Lowell, the grandson of the jurist John Lowell, was born in Cambridge, Massachusetts, and educated at Harvard College and Harvard Law School. His first volume of poems, A Year's Life, was published in 1841, and was followed by a second volume, Poems, in 1844. In 1843 Lowell founded the short-lived literary magazine The Pioneer. His first book of literary criticism, Conversations on Some of the Old Poets, appeared in 1845. In 1846 he wrote for the Boston Courier the first of the “Biglow Papers,” a series of satirical verses in Yankee dialect purporting to be by Hosea Biglow, a young New England farmer. The “Biglow Papers” served as a vehicle for expressing Lowell's opposition to the Mexican War (1846-1848), and in 1848 the first series of Biglow Papers was collected in book form. Also in that year Lowell's works A Fable for Critics, a book of witty, incisive verse about famous authors, and The Vision of Sir Launfal, a poem based on the legend of the Holy Grail, were published. In 1855 Lowell succeeded the American poet Henry Wadsworth Longfellow as professor of modern languages at Harvard, serving until 1876. He was the first editor of the Atlantic Monthly (1857 to 1861) and joint editor, with the American writer Charles Eliot Norton, of the North American Review from 1864 to 1872. Many of Lowell's best literary and critical essays appeared in these magazines and were later published in book form as Fireside Travels (1864), Among My Books (first series, 1870; second series, 1876), and My Study Windows (1871).

Meanwhile Lowell continued writing poetry.

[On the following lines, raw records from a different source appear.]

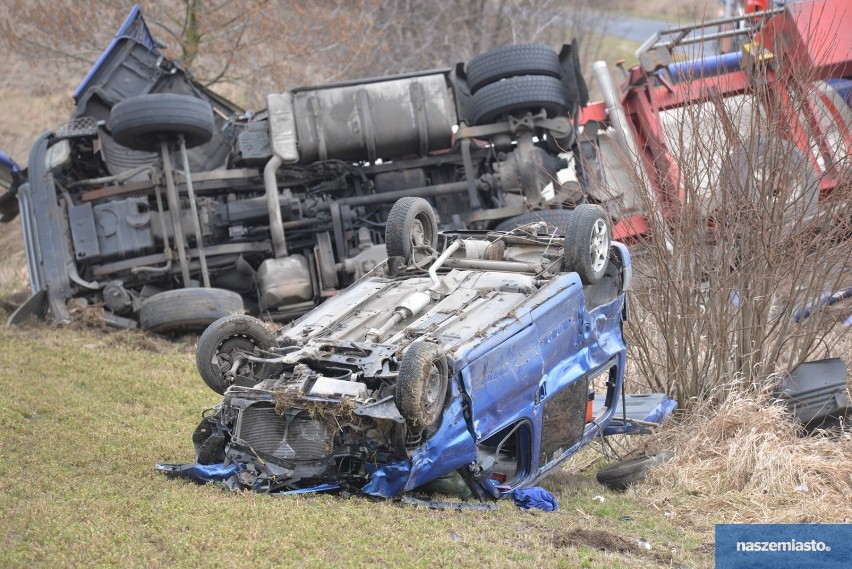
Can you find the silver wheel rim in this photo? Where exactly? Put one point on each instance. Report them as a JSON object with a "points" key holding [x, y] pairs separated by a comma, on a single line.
{"points": [[599, 245]]}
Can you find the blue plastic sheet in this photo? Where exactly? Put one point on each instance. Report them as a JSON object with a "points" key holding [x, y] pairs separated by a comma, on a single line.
{"points": [[535, 497]]}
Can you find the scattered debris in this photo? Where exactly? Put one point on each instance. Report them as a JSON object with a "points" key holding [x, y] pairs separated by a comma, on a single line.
{"points": [[621, 474], [815, 393]]}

He delivered his “Commemoration Ode” at the memorial services in 1865 for the Harvard Civil War dead. He published the second series of Biglow Papers, which opposed slavery and supported the North during the Civil War (1861-1865), in book form in 1867. Lowell's other volumes of verse include Under the Willows (1869), The Cathedral (1870), Three Memorial Poems (1877), and Heartsease and Rue (1888). Political Essays also appeared in 1888. As minister to Spain (1877-1880) and to Britain (1880-1885), Lowell worked to raise European esteem of American culture.